How to calculate crc32 checksum from a string on linux bash

oxidworks picture oxidworks · Jun 28, 2017 · Viewed 20.8k times · Source

I used crc32 to calculate checkcums from sting long time ago, but I cannot remember how I did it.

echo -n "LongString" | crc32    # no output

I found a solution [1] to calculate with Python, but is there not a direct way to calculate from string?

# signed
python -c 'import binascii; print binascii.crc32("LongString")'
python -c 'import zlib; print zlib.crc32("LongString")'
# unsigned
python -c 'import binascii; print binascii.crc32("LongString") % (1<<32)'
python -c 'import zlib; print zlib.crc32("LongString") % (1<<32)'

[1] How to calculate CRC32 with Python to match online results?

Answer

robert picture robert · Mar 23, 2018

I came up against this problem myself and I didn't want to go to the "hassle" of installing crc32. I came up with this, and although it's a little nasty it should work on most platforms, or most modern linux anyway ...

echo -n "LongString" | gzip -c | tail -c8 | hexdump -n4 -e '"%u"'

Just to provide some technical details, gzip uses crc32 in the last 8 bytes and the -c option causes it to output to standard output and tail strips out the last 8 bytes.

hexdump was a little trickier and I had to futz about with it for a while before I came up with something satisfactory, but the format here seems to correctly parse the gzip crc32 as a single 32-bit number:

  • -n4 takes only the relevant first 4 bytes of the gzip footer.
  • '"%u"' is your standard fprintf format string that formats the bytes as a single unsigned 32-bit integer.
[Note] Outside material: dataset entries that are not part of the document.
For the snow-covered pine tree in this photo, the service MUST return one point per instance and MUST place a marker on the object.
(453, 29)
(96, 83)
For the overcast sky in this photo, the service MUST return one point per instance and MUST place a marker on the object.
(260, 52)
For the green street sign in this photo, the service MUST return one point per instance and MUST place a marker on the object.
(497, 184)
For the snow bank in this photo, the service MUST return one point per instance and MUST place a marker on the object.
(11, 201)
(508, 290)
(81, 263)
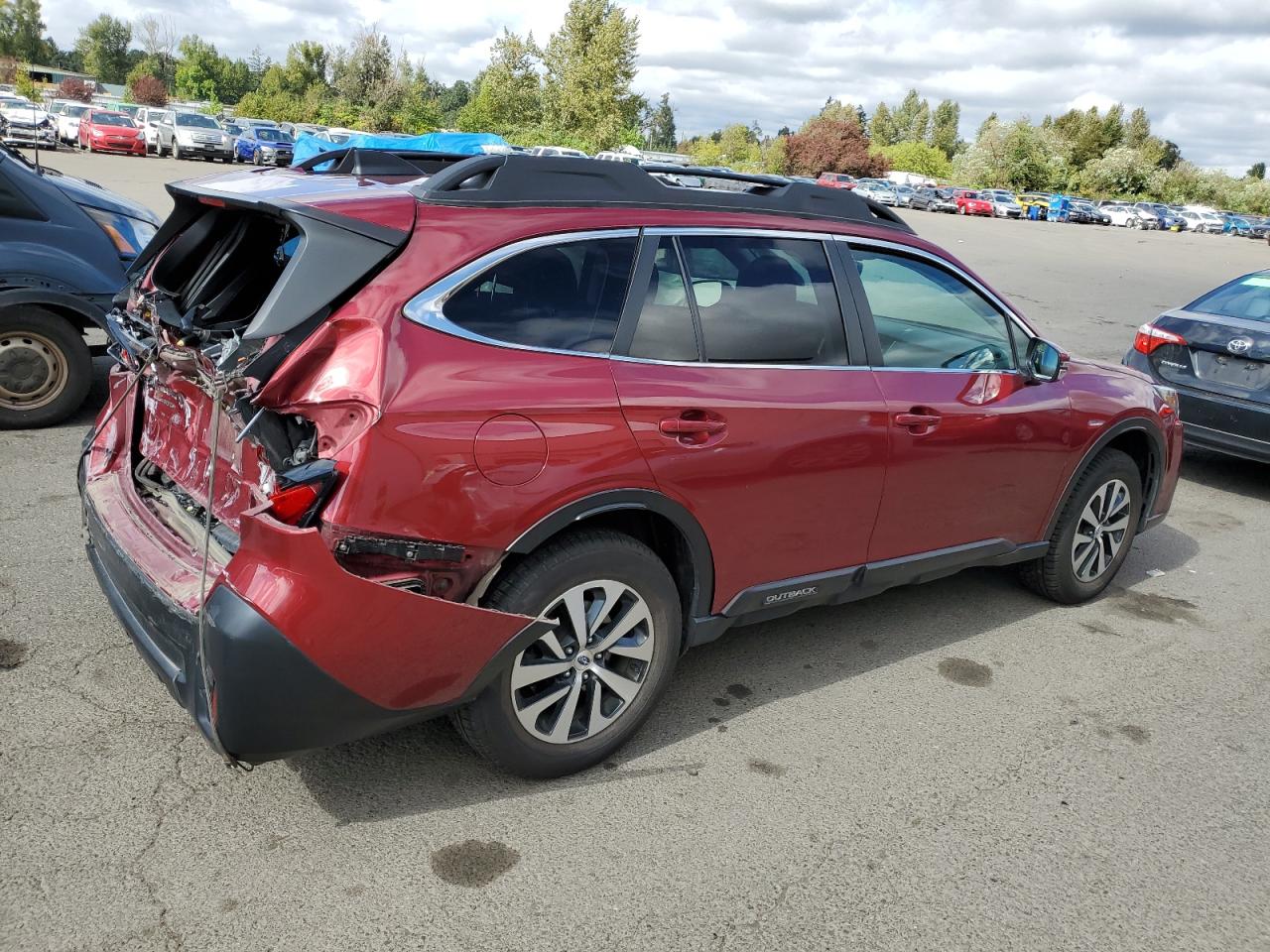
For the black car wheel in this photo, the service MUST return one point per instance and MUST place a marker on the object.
(578, 692)
(1093, 534)
(45, 367)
Notice that there are double quotes nested within single quotes here.

If you want a hexadecimal checksum you can change the format string to '"%08x"' (or '"%08X"' for upper case hex) which will format the checksum as 8 character (0 padded) hexadecimal.
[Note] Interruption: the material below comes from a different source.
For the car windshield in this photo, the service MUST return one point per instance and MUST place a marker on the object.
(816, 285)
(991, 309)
Like I say, not the most elegant solution, and perhaps not an approach you'd want to use in a performance-sensitive scenario but an approach that might appeal given the near universality of the commands used.

The weak point here for cross-platform usability is probably the hexdump configuration, since I have seen variations on it from platform to platform and it's a bit fiddly. I'd suggest if you're using this you should try some test values and compare with the results of an online tool.

EDIT As suggested by @PedroGimeno in the comments, you can pipe the output into od instead of hexdump for identical results without the fiddly options. ... | od -t x4 -N 4 -A n for hex ... | od -t d4 -N 4 -A n for decimal.